Son amie, Shadi, a déclaré qu’elle écoutait la chanson en boucle et pleurait lorsqu’elle était seule à la maison et que sa fille de 8 ans était à l’école.

La semaine dernière, les médias officiels iraniens ont rapporté que Hajipour avait été libéré sous caution. Dans de récentes publications sur Instagram, il a remercié ses partisans pour leur gentillesse et a déclaré qu’il allait bien, leur demandant de ne pas s’inquiéter. Il a ajouté qu’il ne ferait aucune interview.

Le chanteur a écrit qu’il aimait l’Iran et qu’il voulait y rester “pour mon pays, mon drapeau et mon peuple” et continuer à chanter.

Mais dans une phrase qui a conduit les fans à spéculer sur le fait qu’il était contraint par les autorités iraniennes, Hajipour a également suggéré que sa chanson avait été cooptée et utilisée d’une manière qu’il n’avait jamais voulu : “Je suis attristé que ceux qui se trouvent en dehors des frontières de L’Iran, avec lequel je n’ai aucune relation, a abusé de ma chanson après sa sortie pour des raisons politiques.

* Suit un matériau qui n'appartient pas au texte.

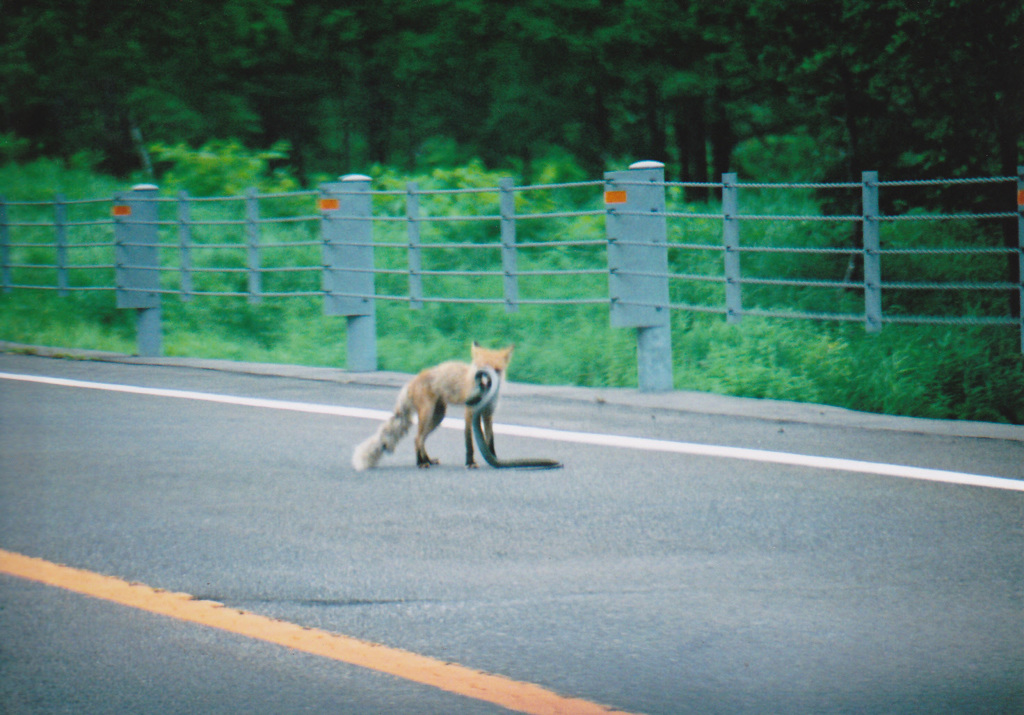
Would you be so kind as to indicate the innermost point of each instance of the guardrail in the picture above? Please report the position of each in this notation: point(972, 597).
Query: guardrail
point(650, 259)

Cela ne semble pas avoir ralenti une campagne sur les réseaux sociaux pour sélectionner “Baraye” dans la nouvelle catégorie de prix spéciaux des Grammys, qui honore une chanson promouvant le changement social. Mardi, près de 100 000 personnes s’étaient rendues sur le site Web de la Recording Academy pour nommer l’hymne.

Pour le sentiment de paix
Pour le lever du soleil après de longues nuits sombres
Pour les pilules contre le stress et l’insomnie
Pour l’homme, la patrie, la prospérité
Pour la fille qui souhaitait être née garçon
Pour la femme, la vie, la liberté

Le correspondant spécial Khazani a rapporté de Téhéran et l’écrivain du Times Parvini de Los Angeles.

Leave a Reply

Your email address will not be published. Required fields are marked *

This site uses Akismet to reduce spam. Learn how your comment data is processed.